Struggling for happiness
The Psalms present to us a struggle for happiness. So does life.
The Psalter begins, it could be said, with full happiness. Psalm 1:1 reads, "Blessed is the man who walks not in the counsel of the wicked". Blessed may sound at first to some as a purely religious word, something one says when trying to sound spiritual. Others may see blessed as simply a hashtag.
And yet, scholars observe that the word has a more fulsome, present meaning to us, conveyed in the full and wonderful sense of "happy", a genuine happiness in God Himself.
The Psalter begins with happiness.
The struggle of the Psalter is twofold; so too the struggle of life. First, the life of happiness is confronted with the confusing and overwhelming sorrows that invade any sense of delight. By Psalm 3 in the Psalter enemies surround, sleeplessness invades, and death seems near.
And from there, for much of the Psalter, the chorus of happiness is constantly mixed with the notes of sorrow. Is happiness truly attainable in a suffering world?
The second struggle dovetails with the first and in fact logically precedes it: that of human sin. Even Psalm 3 is set in context of David fleeing Absalom, an incident which served as downstream fruit of David's erring ways.
The life of those seeking blessing in the Psalter is sinful, often horrifically and repeatedly so. Psalms 89 and 106 end books 3 and 4 of the Psalter, and both reveal the note of what happens to a sinful people.
"He who walks not in the counsel of wicked" may be happy and blessed, but that is not the people of Israel, or you or me for that matter. Sinful people are left in desperation, in exile.
The life of happiness seems left unrealized.
As the Psalter concludes, though, happiness, blessing, returns. With exuberant joy.
Psalm 146 introduces the "hallelujah chorus" of the Psalter, five Psalms begun and completed with "praise the Lord".
Psalm 146 seems to echo Psalm 1. It refers to man (sons of man) and their failed pursuit of happiness - v3-4. Man's pursuit of happiness is a dead-end street.
So is the struggle for happiness ruined for us? Psalm 146:5: "Blessed [happy] is he whose help is the God of Jacob, whose hope is in the LORD his God."
Happiness is found. Happiness wins. Where is it found? Men of failed pursuit do not find it; sons of man cannot be trusted to lead you there. But if God is your help and hope, He will bring the happiness, the blessing to you.
Such happiness comes through the discovery of the Psalms' longing. The Psalms long for a human king to lead David's kingdom in full blessedness (see Psalm 72). The Psalms long for the divine king (Psalms 93-99) to be the eternal rock of happy stability in an ever-shifting world. In this kingship is happiness.

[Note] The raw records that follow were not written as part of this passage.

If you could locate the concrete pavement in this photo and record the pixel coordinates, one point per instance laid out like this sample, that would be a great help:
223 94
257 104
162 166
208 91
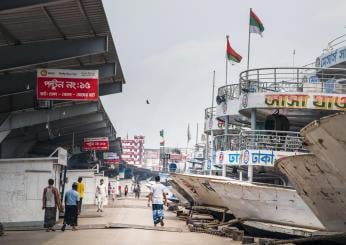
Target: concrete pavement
128 212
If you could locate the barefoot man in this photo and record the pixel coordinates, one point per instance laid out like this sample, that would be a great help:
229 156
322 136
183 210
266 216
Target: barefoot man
158 197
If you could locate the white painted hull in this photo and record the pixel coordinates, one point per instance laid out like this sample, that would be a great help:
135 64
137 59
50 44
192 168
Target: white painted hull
270 203
198 187
320 179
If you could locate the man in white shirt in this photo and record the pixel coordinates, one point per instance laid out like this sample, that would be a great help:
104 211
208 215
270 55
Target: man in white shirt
101 195
158 197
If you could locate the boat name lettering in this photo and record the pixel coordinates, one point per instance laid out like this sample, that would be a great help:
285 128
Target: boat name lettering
329 102
287 100
329 59
233 158
258 157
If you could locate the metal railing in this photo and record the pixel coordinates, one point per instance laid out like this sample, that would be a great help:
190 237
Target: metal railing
229 91
209 112
260 140
288 79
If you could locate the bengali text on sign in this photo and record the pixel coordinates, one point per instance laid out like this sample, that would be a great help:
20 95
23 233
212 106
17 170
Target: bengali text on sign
99 144
59 84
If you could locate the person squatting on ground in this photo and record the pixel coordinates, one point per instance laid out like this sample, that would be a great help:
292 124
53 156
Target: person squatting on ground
137 191
157 197
80 189
126 190
50 203
101 195
72 199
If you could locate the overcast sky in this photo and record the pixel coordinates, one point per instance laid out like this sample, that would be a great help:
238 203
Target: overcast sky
168 50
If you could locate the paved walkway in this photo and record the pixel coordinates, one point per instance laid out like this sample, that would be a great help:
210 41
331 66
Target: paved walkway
128 212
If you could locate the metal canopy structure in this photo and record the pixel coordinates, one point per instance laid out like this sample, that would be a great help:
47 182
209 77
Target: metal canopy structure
71 34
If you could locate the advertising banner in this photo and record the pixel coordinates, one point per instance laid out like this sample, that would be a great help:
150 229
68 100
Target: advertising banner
62 84
98 144
111 157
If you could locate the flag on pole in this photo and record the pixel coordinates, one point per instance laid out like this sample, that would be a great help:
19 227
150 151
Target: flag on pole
256 25
162 141
231 55
188 133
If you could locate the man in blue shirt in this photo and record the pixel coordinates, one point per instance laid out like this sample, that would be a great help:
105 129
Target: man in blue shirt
72 199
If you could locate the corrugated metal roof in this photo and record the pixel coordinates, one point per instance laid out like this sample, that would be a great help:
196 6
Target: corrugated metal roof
66 20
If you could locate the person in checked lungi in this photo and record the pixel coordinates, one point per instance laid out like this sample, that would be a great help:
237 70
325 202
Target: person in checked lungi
72 200
158 197
50 204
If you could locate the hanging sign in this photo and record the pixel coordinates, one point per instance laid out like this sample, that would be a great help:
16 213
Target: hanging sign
61 84
99 144
111 157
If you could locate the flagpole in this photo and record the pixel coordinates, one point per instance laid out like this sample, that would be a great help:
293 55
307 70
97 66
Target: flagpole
212 120
197 135
226 62
248 45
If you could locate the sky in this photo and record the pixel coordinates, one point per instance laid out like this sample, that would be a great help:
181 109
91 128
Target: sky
169 49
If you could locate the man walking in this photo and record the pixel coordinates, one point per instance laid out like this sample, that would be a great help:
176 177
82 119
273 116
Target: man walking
80 190
101 195
50 204
72 199
158 197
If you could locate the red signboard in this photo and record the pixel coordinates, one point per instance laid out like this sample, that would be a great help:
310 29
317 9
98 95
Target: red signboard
98 144
112 161
58 84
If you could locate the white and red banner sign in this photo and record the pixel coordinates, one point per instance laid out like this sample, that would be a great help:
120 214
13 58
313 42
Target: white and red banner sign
98 144
111 157
61 84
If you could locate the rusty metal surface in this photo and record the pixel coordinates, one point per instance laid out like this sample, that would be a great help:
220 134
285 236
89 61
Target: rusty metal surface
322 187
265 202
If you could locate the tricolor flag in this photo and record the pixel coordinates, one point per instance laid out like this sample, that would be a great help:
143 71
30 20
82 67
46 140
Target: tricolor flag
231 55
256 25
162 141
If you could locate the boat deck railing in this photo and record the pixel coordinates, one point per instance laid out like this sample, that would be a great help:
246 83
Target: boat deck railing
288 79
230 91
260 140
209 112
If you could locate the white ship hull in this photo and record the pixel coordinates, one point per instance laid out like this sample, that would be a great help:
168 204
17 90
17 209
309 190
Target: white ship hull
320 179
198 187
265 202
245 200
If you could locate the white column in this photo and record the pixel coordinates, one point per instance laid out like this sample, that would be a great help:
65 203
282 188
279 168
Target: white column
253 127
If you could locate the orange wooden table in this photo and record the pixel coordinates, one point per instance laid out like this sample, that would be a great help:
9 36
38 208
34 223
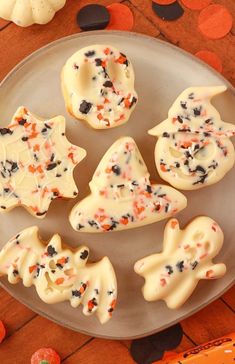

And such happiness-bringing kingship has come to us in the person of Jesus Christ.
Not by my strength, but by God's help of me, and thus my hope in Him, I can be truly happy.
Not glibly happy, or giddy, or ignoring the suffering and sin still in my life and the world. But happy in the LORD, because He brings that blessing and happiness to me.
And so the struggle for happiness becomes a struggle for the remembrance of the daily help and hope the Lord provides. The patterns of daily worship, or prayer, of fellowship with believers are reminders of our help and hope. And thus, these patterns are calls to happiness.
The soul each day can be found happy in God. In Christ, we can live in the already of Psalm 146 joy, even in the the not yet of Psalm 3 suffering. Happiness can be found.
Samuel Pierce said it well, "He whose hope is in the Lord his God … he is happy; he cannot be otherwise; he having the God of Jacob for his help; he having his hope fixed on the Lord his God, so far as he lives in the real belief of this, he is truly happy."